Setting Up a Slack Trigger

  1. Navigate to your agent’s Triggers tab
  2. Click Add Trigger and select Slack
  3. Choose the channel(s) where the trigger should be active, or select “All Channels”
  4. Save the trigger
Once configured, @mentioning the Cotool bot in the specified channels will invoke your agent with the message content as context.

One Trigger Per Channel

Each Slack channel can only have one active trigger. This prevents conflicts where multiple agents could respond to the same @mention. What this means:
  • You can create multiple Slack triggers for different channels (e.g., one for #alerts, another for #support)
  • You cannot create two triggers that both include the same channel
  • An “All Channels” trigger cannot coexist with any other Slack trigger
Example configurations:
ConfigurationValid?
Trigger A: #alerts + Trigger B: #support✅ Yes
Trigger A: #alerts, #support + Trigger B: #incidents✅ Yes
Trigger A: #alerts + Trigger B: #alerts, #support❌ No (overlap on #alerts)
Trigger A: All Channels + Trigger B: #alerts❌ No (all channels conflicts)
If you need different agents for the same channel based on context (e.g., user groups or keywords), consider using a single trigger with conditional logic in your agent’s system prompt.

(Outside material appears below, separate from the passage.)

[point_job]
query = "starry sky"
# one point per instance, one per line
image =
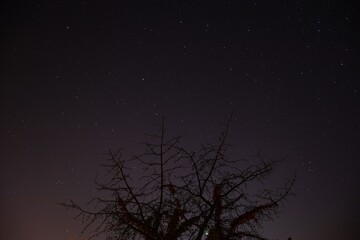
(78, 77)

Thread Conversations (Re-entry)

When Cotool responds in Slack, users can continue the conversation by @mentioning Cotool in the same thread. This enables back-and-forth interactions without starting a new execution each time. How it works:
  • @mention Cotool in a thread that already has a Cotool response to continue that conversation
  • Both agent-triggered conversations and personal chats support thread re-entry
  • The conversation has full context of the previous messages in that thread
  • This allows for follow-up questions, clarifications, and iterative workflows
Note: An @mention is required for all interactions with Cotool, including thread re-entry. Simply replying in a thread without @mentioning will not trigger a response. Example flow (agent):
  1. User @mentions Cotool: “@Cotool investigate alert #12345”
  2. Agent responds with initial findings
  3. User replies in thread: “@Cotool can you check if this IP has been seen before?”
  4. Agent continues the same execution with the new request
Example flow (personal chat):
  1. User DMs Cotool: “@Cotool help me analyze this log file”
  2. Cotool responds with analysis
  3. User replies in thread: “@Cotool can you summarize the key findings?”
  4. Cotool continues the conversation and responds in the thread

Permissions

  • User matching: The Slack user’s email must match a Cotool account in your organization
  • Agent execution: Users must have the agent.execute permission for the specific agent to trigger or re-enter conversations
  • Thread ownership: Only users with appropriate permissions can continue agent conversations in threads

Response Buttons

Each Cotool response in Slack includes a button to view the full conversation in the web interface:
ModeButton
Personal chat (DM)Open Chat in Cotool
Agent triggerOpen Agent Run in Cotool
These buttons provide quick access to the full conversation context, tool outputs, and any visualizations in the Cotool web interface.

DM vs Channel Behavior

Direct Messages (DMs):
  • DMs always create a personal chat accessible via the web interface
  • Slack triggers do not apply to DMs—this ensures consistent, predictable behavior
  • Thread re-entry works for both personal chats and agent conversations (see below)
Channels:
  • @mentions in channels require a configured trigger for that channel
  • If no trigger is configured for the channel, users see a message prompting them to set up a trigger
  • This ensures public channel conversations are always handled by a configured agent with appropriate guardrails
This separation provides a clear mental model: DMs = personal assistant, Channels = agent workflows.

Thread Re-entry for Personal Chats

Personal chats (started via DM) support thread re-entry just like agent conversations:
  1. Start a conversation by @mentioning Cotool in a DM
  2. Cotool responds in a thread
  3. @mention Cotool in the thread to continue the conversation
  4. Cotool will respond directly in the Slack thread
Note: Only the original chat owner can continue personal chat conversations. The system verifies that the Slack user’s email matches the Cotool account that owns the chat.